This is the comparision between merge model with/without embed_tokens
We will have 4 type:
1. stealth-v1 (trinity embed layers, with `embed_tokens`)
2. stealth-v1-sft (trinity embed layers, with `embed_tokens`, lora on `embed layers`)
3. stealth-v1-no-embed (trinity embed layers, no `embed_tokens` merge)
4. stealth-mistral (mistral embed layer, no `embed_tokens` merge)
**NOTE**
- **Tokenizer Source Compatibility**: The `tokenizer_source` is compatible with all merge methods, but linear merging is applied to `lm_head/embed_tokens`.

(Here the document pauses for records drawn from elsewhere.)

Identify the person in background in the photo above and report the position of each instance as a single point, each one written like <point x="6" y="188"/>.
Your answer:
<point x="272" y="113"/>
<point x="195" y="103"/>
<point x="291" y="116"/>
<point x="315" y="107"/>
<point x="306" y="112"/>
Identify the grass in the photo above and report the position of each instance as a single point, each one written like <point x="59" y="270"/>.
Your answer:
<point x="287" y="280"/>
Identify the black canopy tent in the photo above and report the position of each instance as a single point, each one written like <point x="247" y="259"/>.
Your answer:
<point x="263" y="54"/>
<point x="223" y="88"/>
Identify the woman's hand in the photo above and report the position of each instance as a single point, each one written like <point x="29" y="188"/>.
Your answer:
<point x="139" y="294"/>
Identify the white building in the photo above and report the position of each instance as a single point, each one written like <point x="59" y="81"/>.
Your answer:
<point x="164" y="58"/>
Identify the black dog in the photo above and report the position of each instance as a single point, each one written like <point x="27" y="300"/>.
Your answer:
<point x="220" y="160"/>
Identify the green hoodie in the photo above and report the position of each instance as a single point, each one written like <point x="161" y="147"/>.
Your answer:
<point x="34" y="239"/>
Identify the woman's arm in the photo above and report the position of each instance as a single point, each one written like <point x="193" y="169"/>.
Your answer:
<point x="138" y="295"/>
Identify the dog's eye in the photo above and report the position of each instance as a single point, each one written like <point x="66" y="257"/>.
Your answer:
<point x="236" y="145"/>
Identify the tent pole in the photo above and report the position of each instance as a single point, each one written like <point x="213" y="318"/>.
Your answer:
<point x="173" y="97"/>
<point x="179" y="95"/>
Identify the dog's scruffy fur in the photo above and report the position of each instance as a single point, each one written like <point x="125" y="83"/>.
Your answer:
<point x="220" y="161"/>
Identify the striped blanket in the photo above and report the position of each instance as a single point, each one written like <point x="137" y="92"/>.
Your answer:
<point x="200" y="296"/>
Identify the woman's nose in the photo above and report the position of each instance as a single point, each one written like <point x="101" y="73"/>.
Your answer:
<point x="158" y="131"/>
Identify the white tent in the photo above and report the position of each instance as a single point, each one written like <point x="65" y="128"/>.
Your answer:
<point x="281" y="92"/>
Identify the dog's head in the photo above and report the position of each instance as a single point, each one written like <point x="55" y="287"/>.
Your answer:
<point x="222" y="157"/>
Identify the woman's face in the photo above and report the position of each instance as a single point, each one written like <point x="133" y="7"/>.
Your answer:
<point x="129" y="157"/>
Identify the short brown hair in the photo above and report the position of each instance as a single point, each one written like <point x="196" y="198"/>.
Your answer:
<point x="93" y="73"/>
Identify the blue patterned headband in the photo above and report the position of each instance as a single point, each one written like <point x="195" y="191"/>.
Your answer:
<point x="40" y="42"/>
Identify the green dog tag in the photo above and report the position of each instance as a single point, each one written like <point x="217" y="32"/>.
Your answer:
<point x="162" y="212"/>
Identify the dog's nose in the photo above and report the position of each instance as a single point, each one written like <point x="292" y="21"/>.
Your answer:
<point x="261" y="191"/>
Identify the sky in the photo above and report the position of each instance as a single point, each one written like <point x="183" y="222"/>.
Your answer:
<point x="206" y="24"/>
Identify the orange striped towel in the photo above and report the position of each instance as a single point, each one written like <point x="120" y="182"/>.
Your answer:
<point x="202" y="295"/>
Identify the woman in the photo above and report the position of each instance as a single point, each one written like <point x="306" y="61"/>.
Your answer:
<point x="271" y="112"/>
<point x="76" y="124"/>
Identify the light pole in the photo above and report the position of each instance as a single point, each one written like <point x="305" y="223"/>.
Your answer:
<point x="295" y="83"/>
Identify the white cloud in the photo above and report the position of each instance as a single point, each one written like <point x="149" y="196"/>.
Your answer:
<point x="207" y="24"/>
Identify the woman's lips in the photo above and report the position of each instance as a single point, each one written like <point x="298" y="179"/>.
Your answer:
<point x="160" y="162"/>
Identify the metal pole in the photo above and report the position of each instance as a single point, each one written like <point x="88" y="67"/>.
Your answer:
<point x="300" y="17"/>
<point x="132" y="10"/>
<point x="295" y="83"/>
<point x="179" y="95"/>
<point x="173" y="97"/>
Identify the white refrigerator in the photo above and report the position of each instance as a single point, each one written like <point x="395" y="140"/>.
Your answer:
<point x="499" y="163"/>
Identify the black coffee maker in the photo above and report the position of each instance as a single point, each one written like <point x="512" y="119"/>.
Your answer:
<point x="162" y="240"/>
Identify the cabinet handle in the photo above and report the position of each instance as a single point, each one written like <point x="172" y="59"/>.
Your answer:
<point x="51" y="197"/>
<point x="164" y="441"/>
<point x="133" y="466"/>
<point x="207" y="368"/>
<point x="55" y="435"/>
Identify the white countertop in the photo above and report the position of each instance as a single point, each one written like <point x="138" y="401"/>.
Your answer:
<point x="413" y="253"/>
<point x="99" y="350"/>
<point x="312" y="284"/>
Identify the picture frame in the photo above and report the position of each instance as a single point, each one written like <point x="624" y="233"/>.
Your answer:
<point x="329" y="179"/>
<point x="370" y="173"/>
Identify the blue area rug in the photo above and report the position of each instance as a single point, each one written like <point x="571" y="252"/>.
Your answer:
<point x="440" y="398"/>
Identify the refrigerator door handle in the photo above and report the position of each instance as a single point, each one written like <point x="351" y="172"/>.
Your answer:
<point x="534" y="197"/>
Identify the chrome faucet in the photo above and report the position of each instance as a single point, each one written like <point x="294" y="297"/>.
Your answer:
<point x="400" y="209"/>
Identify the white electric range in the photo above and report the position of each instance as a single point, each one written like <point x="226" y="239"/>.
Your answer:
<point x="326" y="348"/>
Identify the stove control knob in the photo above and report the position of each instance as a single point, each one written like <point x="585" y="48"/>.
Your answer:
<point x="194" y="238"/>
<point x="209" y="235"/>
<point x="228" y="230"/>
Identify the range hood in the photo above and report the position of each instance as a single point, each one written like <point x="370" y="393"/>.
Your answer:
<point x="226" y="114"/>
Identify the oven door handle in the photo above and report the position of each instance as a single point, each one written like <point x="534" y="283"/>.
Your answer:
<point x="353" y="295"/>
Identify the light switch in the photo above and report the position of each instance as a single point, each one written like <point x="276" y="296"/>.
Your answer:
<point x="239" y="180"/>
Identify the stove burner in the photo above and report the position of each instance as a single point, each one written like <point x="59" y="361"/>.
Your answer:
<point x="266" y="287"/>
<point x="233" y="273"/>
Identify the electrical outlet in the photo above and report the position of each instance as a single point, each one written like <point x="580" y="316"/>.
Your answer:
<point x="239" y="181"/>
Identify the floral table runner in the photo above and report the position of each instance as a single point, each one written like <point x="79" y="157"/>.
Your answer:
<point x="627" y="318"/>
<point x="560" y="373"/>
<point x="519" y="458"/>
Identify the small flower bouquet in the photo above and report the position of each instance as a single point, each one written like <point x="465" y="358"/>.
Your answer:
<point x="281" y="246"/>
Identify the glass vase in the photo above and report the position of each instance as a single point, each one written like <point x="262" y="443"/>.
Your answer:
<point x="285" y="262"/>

- **Embedding Slerp Parameter**: For two-model merges, `embed_slerp` can be set to `true` for spherical linear interpolation (SLERP) instead of linear merging.
- **Fallback Behavior Without Tokenizer Source**: If `tokenizer_source` is not set, mergekit reverts to legacy behavior:
- The tokenizer from the base model (or the first model in a merge without a specified base model) is copied to the output directory.
- The parameter matrices for `lm_head/embed_tokens` are truncated to the smallest size in the merge, typically corresponding to the base model's tokenizer.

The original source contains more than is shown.